Bongkar Kasus Kredit Fiktif di LPEI, KPK Panggil Lagi Bos BJU Group

Bongkar Kasus Kredit Fiktif di LPEI, KPK Panggil Lagi Bos BJU Group


Penyidik Komisi Pemberantasan Korupsi (KPK) kembali memanggil pemilik BJU Group dan mantan Komisaris Utama PT SMJL, Hendarto (H), untuk menjalani pemeriksaan hari ini.

“Pemeriksaan dilakukan di Gedung Merah Putih KPK, atas nama H, wiraswasta (owner/Direktur PT Bara Jaya Utama Group),” kata Juru Bicara KPK, Tessa Mahardhika, melalui keterangan tertulis kepada wartawan, Jumat (25/4/2025).

Hendarto akan diperiksa dalam kapasitasnya sebagai saksi dalam kasus dugaan kredit fiktif di Lembaga Pembiayaan Ekspor Indonesia (LPEI).

“Pemeriksaan saksi terkait dugaan tindak pidana korupsi dalam pemberian fasilitas kredit oleh Lembaga Pembiayaan Ekspor Indonesia (LPEI),” kata Tessa.

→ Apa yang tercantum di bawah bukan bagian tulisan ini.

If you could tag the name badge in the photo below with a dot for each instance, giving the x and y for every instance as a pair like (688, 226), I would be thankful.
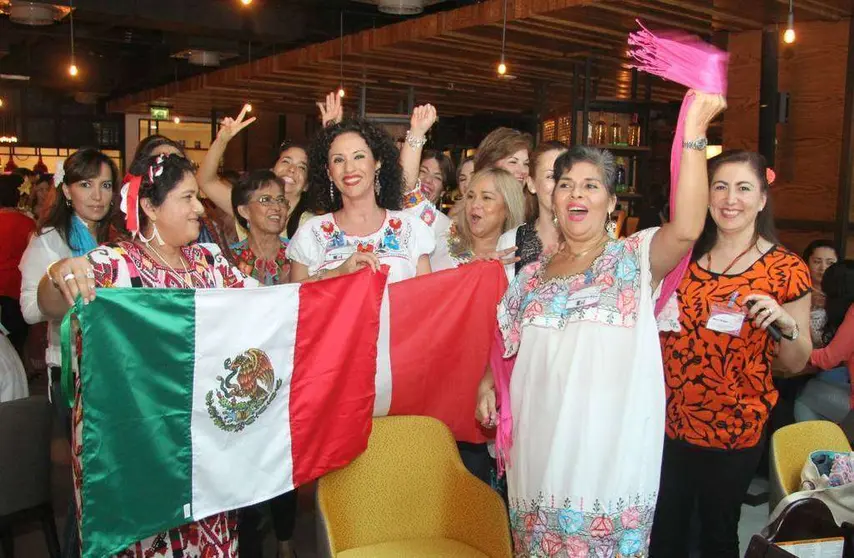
(725, 319)
(585, 298)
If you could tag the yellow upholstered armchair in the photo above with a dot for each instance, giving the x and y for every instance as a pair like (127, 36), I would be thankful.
(790, 448)
(409, 495)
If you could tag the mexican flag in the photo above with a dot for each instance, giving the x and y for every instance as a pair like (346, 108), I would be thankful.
(200, 401)
(196, 402)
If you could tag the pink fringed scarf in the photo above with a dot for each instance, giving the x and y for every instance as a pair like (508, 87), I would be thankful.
(678, 57)
(688, 61)
(501, 369)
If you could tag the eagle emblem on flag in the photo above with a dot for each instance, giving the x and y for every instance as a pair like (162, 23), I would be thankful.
(245, 392)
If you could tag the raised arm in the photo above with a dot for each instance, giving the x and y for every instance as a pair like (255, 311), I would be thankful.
(422, 120)
(676, 238)
(214, 187)
(840, 348)
(331, 112)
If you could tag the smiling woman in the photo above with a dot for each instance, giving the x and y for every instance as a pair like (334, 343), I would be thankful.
(356, 183)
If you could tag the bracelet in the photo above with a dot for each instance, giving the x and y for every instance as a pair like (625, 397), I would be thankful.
(47, 272)
(413, 142)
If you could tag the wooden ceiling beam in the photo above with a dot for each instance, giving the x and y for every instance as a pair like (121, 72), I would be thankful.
(648, 16)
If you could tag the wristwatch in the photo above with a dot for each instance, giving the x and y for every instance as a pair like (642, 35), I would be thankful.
(698, 144)
(794, 335)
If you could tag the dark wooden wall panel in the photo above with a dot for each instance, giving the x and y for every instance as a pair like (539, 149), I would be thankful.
(813, 71)
(741, 120)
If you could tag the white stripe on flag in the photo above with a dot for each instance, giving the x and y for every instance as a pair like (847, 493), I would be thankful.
(233, 468)
(382, 403)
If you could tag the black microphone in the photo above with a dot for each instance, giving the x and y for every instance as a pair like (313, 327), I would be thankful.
(772, 330)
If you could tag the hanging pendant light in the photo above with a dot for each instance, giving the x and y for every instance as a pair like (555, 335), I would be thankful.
(72, 69)
(341, 92)
(40, 167)
(789, 33)
(502, 65)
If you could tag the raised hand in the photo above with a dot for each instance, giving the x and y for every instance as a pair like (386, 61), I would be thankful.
(230, 127)
(331, 112)
(422, 120)
(705, 108)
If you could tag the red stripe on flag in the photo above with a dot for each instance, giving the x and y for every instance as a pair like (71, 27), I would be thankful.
(442, 328)
(332, 389)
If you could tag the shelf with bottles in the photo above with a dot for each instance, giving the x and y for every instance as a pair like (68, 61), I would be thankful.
(615, 131)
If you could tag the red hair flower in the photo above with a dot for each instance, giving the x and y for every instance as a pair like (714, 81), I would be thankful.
(770, 176)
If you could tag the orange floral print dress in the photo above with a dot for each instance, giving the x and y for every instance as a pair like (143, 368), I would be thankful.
(719, 387)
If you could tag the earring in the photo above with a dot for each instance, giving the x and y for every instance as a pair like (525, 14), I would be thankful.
(611, 227)
(157, 236)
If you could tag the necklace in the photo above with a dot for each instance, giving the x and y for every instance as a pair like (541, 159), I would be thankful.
(574, 256)
(172, 269)
(753, 245)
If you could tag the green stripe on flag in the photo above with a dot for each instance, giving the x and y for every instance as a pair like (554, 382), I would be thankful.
(141, 372)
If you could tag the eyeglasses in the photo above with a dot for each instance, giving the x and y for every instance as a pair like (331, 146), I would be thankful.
(270, 201)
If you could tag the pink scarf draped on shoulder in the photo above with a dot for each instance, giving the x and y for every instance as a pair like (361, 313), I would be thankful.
(677, 57)
(687, 60)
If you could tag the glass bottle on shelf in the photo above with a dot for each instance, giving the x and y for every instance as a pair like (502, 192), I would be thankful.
(621, 175)
(600, 131)
(634, 132)
(616, 132)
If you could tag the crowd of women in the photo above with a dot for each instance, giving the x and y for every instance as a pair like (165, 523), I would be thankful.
(618, 421)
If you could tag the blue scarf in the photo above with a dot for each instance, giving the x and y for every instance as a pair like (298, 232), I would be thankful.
(79, 238)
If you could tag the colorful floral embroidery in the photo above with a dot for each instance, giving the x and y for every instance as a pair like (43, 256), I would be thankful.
(268, 272)
(608, 292)
(620, 530)
(391, 240)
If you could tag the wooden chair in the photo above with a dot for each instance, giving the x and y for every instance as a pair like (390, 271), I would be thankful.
(25, 467)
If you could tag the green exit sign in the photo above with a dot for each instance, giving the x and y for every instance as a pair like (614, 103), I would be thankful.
(159, 113)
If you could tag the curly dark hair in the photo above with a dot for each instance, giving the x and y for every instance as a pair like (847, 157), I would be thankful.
(382, 148)
(838, 286)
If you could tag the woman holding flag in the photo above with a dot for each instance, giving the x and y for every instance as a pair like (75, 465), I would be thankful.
(162, 208)
(356, 183)
(586, 396)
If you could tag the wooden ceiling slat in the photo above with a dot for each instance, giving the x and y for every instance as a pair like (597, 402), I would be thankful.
(450, 57)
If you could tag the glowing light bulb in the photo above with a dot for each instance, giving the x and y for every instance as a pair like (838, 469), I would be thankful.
(789, 36)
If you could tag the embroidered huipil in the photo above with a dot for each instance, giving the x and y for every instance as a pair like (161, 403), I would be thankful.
(125, 264)
(267, 272)
(587, 396)
(398, 243)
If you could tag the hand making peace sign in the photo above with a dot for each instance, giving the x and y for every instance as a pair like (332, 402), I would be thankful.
(230, 127)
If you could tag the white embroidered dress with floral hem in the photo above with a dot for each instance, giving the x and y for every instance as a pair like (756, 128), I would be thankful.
(588, 403)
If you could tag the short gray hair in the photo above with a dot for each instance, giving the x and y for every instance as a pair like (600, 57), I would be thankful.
(602, 159)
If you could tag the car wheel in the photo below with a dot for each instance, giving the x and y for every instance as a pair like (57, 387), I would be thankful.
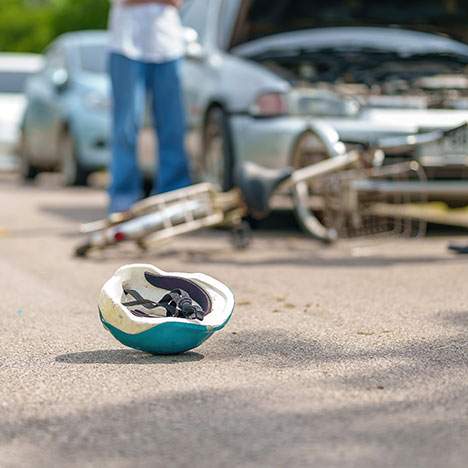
(309, 206)
(73, 172)
(27, 170)
(218, 158)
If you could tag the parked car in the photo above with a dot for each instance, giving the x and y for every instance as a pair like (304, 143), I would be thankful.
(14, 70)
(66, 121)
(368, 69)
(259, 76)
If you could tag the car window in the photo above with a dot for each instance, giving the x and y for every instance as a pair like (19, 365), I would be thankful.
(93, 58)
(13, 81)
(266, 18)
(194, 15)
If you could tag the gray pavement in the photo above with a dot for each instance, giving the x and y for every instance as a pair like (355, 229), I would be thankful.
(350, 356)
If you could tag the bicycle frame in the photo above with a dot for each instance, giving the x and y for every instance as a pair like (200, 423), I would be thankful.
(162, 217)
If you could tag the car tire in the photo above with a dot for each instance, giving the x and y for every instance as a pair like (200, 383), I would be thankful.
(218, 155)
(27, 170)
(72, 170)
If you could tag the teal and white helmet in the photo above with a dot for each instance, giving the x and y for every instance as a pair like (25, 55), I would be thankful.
(163, 313)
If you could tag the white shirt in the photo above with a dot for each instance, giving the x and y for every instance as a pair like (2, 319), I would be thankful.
(148, 32)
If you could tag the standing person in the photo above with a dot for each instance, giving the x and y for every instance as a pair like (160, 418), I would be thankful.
(146, 41)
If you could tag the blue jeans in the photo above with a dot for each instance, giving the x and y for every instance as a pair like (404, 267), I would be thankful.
(130, 81)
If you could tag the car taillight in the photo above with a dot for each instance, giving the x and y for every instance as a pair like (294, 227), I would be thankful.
(119, 236)
(270, 105)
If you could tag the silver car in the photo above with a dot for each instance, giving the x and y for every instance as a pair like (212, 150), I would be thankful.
(262, 77)
(264, 74)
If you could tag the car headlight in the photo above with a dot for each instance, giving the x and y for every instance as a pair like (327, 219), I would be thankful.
(96, 101)
(322, 103)
(270, 105)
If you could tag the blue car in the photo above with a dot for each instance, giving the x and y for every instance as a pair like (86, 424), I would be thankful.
(66, 123)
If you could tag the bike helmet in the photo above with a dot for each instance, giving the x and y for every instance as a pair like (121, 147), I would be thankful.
(149, 309)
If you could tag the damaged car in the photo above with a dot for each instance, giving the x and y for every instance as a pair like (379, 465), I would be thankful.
(262, 76)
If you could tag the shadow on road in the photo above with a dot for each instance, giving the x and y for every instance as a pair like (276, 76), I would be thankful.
(77, 213)
(125, 356)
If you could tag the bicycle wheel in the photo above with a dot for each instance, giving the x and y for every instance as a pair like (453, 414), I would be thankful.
(312, 146)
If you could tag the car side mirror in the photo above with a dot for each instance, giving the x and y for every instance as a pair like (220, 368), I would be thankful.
(60, 80)
(193, 48)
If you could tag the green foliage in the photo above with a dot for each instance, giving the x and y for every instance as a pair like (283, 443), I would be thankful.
(30, 25)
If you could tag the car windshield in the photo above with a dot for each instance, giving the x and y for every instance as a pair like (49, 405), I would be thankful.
(93, 58)
(13, 81)
(266, 18)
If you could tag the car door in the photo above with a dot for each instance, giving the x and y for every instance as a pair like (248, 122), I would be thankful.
(45, 107)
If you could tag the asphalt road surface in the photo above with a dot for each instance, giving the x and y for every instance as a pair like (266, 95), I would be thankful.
(350, 356)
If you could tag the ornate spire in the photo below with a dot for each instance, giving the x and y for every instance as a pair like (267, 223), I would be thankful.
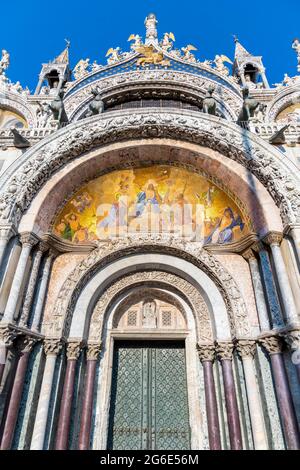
(240, 51)
(151, 30)
(63, 57)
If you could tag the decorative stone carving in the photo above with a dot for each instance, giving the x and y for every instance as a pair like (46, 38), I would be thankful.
(246, 347)
(8, 335)
(272, 344)
(224, 351)
(25, 343)
(192, 295)
(93, 351)
(52, 346)
(28, 239)
(273, 238)
(207, 352)
(292, 339)
(260, 158)
(73, 349)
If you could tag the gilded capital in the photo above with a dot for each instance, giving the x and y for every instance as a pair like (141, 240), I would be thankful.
(273, 238)
(224, 351)
(25, 343)
(272, 344)
(93, 351)
(246, 347)
(52, 346)
(207, 352)
(28, 239)
(292, 339)
(248, 254)
(73, 349)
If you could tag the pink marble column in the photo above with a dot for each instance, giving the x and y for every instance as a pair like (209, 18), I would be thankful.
(62, 435)
(207, 356)
(25, 347)
(87, 405)
(273, 346)
(224, 352)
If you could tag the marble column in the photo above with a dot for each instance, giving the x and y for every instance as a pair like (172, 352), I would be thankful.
(24, 348)
(273, 346)
(247, 349)
(274, 239)
(294, 232)
(52, 347)
(270, 288)
(7, 337)
(62, 434)
(28, 240)
(261, 305)
(6, 232)
(42, 248)
(42, 291)
(292, 338)
(207, 356)
(93, 351)
(225, 355)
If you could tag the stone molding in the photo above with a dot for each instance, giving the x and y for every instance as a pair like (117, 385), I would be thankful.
(24, 179)
(246, 347)
(93, 351)
(273, 238)
(207, 352)
(52, 346)
(74, 348)
(272, 344)
(191, 294)
(224, 351)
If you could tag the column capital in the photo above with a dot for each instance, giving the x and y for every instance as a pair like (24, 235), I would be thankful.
(7, 231)
(28, 239)
(272, 344)
(258, 246)
(207, 352)
(224, 350)
(52, 346)
(8, 335)
(25, 343)
(292, 339)
(248, 254)
(93, 351)
(273, 238)
(73, 349)
(246, 347)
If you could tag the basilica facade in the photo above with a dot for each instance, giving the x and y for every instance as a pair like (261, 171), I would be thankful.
(150, 252)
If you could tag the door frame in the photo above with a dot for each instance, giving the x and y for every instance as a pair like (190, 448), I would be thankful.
(193, 373)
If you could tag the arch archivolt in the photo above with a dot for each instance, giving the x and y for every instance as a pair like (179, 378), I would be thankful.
(166, 281)
(35, 167)
(76, 102)
(108, 252)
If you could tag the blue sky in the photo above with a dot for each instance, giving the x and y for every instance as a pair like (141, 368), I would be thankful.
(34, 31)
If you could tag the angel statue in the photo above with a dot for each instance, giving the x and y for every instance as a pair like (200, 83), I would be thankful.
(137, 41)
(219, 63)
(187, 54)
(113, 55)
(296, 46)
(167, 42)
(4, 62)
(80, 68)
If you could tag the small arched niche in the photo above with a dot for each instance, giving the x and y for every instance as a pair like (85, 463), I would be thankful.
(149, 309)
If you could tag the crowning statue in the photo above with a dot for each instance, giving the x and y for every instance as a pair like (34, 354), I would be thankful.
(80, 68)
(151, 30)
(4, 62)
(296, 46)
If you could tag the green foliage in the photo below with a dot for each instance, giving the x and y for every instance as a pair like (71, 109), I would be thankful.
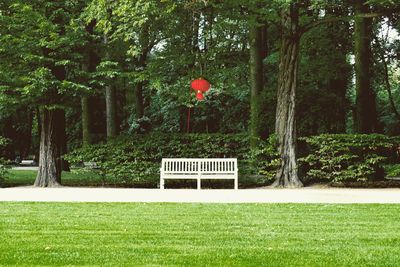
(393, 170)
(3, 163)
(341, 158)
(137, 158)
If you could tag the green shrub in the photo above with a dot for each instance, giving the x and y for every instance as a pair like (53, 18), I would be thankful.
(341, 157)
(136, 159)
(393, 170)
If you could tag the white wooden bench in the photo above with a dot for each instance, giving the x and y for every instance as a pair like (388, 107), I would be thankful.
(215, 168)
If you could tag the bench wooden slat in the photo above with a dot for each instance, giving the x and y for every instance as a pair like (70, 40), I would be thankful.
(198, 168)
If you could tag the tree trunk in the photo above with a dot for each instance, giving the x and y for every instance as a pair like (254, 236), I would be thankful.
(139, 100)
(61, 136)
(256, 82)
(110, 96)
(49, 173)
(285, 126)
(111, 112)
(366, 114)
(86, 139)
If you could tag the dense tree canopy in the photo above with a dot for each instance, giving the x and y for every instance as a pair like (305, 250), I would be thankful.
(80, 72)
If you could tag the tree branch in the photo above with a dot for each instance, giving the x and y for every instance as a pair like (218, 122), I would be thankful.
(326, 20)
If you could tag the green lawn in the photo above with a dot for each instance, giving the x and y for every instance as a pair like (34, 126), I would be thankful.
(199, 234)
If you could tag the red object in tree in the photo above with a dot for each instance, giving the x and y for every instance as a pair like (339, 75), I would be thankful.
(199, 96)
(200, 85)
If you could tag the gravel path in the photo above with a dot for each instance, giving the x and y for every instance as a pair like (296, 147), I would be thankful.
(303, 195)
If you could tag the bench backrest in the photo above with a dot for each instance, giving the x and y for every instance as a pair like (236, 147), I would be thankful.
(188, 165)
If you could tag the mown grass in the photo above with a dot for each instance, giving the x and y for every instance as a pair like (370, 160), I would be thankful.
(199, 234)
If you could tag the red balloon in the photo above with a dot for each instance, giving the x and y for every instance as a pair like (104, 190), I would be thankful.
(200, 96)
(200, 84)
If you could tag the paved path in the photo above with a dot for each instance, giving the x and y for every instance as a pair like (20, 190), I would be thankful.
(303, 195)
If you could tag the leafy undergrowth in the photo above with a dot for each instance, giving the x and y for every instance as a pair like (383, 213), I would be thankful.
(117, 234)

KPK terus mendalami dugaan pencairan kredit fiktif oleh LPEI kepada PT SMJL. Sebelumnya, penyidik juga telah memeriksa Hendarto dan Kukuh Wirawan—mantan Kepala Divisi Pembiayaan I LPEI, pada Senin (20/1/2025). Pemeriksaan difokuskan pada proses pemberian dan penerimaan fasilitas kredit.

“Saksi semua hadir. Saksi 1 (Kukuh) dan 2 (Hendarto) didalami terkait dengan penerimaan dan pemberian uang terkait pengajuan fasilitas kredit oleh Lembaga Pembiayaan Ekspor Indonesia (LPEI),” jelas Tessa.

Sejauh ini, KPK telah menetapkan tiga tersangka dari pihak PT Petro Energy (PE), yakni Presiden Direktur PT Caturkarsa Megatunggal sekaligus Komisaris Utama PT PE, Jimmy Masrin (JM); Direktur Keuangan PT PE, Susy Mira Dewi Sugiarta (SMD); dan Direktur Utama PT PE, Newin Nugroho (NN). Ketiganya telah ditahan sejak Maret 2025.

Sementara itu, dua tersangka dari internal LPEI—Direktur Pelaksana I, Dwi Wahyudi (DW), dan Direktur Pelaksana IV, Arif Setiawan (AS)—hingga kini belum ditahan.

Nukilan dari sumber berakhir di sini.